El viento es el caballo sin jinete que marcha tras su señor en la hora del entierro. El Papa, jinete de los cuatro vientos, recorrió los cuatro puntos cardinales y los cuatro elementos de la tierra para dar testimonio del Evangelio. Cuando entierran a los reyes, marchan sus caballos sin jinete tras un armón de artillería, con gualdrapa negra. Ahora que está en esta caja de ciprés de Silos el rey de la Cristiandad, aquí viene su caballo, con la gualdrapa de luto del cielo de pizarra. Es el viento. Sobre la caja de ciprés han colocado un libro. El Libro por antonomasia. Abierto. Así hablaba el Papa, como este libro abierto. El Papa era este libro de la Verdad, ahora abierto sobre la madera de ciprés de su caja. Y su jinete, el viento, pasa las hojas de ese libro.
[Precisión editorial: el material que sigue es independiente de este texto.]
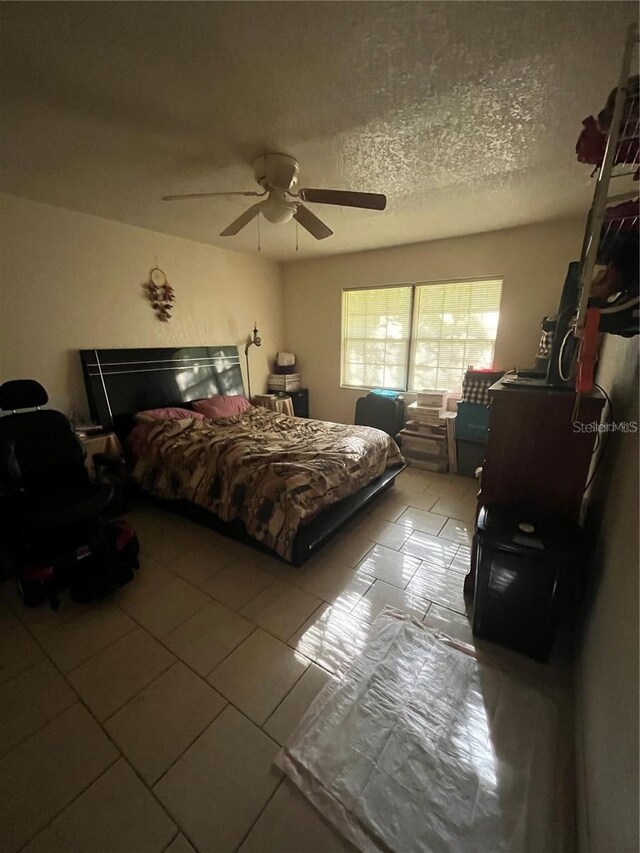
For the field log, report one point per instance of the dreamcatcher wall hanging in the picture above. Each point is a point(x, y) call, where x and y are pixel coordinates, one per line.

¿Está el viento agitando las hojas del Evangelio o está pasando las páginas de la vida de un santo? Quizá sea el libro de la vida de Juan Pablo II. Porque ahora, sin saber cómo, ojeadas todas sus hojas, el viento ha cerrado ese libro. Queda sobre la caja un libro cerrado por el viento. Cerrado por el caballo del jinete de la verdad.

Y ahora el viento agita otra vez las dos quencias, cuando de nuevo los doce sediarios han tomado en hombros el ataúd, cuando ya han pasado los cuatro elementos: el aire que cerró el libro; el agua que roció la caja; el fuego que trasminó de incienso de bendición esta tierra en la que hunden sus raíces las dos quencias antillanas, las dos quencias andaluzas, las dos quencias africanas, las dos quencias. Por entre ellas se llevan al Papa que vio la quencia del convento de Sor Ángela, que vio la quencia del palacio de los gobernadores de La Habana, que vio la quencia de los derechos humanos pisoteados en Ciudad del Cabo. Ya sé qué habré de poner cuando pida la mediación de Papa que todo el mundo en general, a voces, proclama santo cuando aplauden su caja de ciprés. Le pondré el recuerdo del viento de la verdad y de la libertad agitando las hojas de la hermosura de tristeza antigua de una quencia".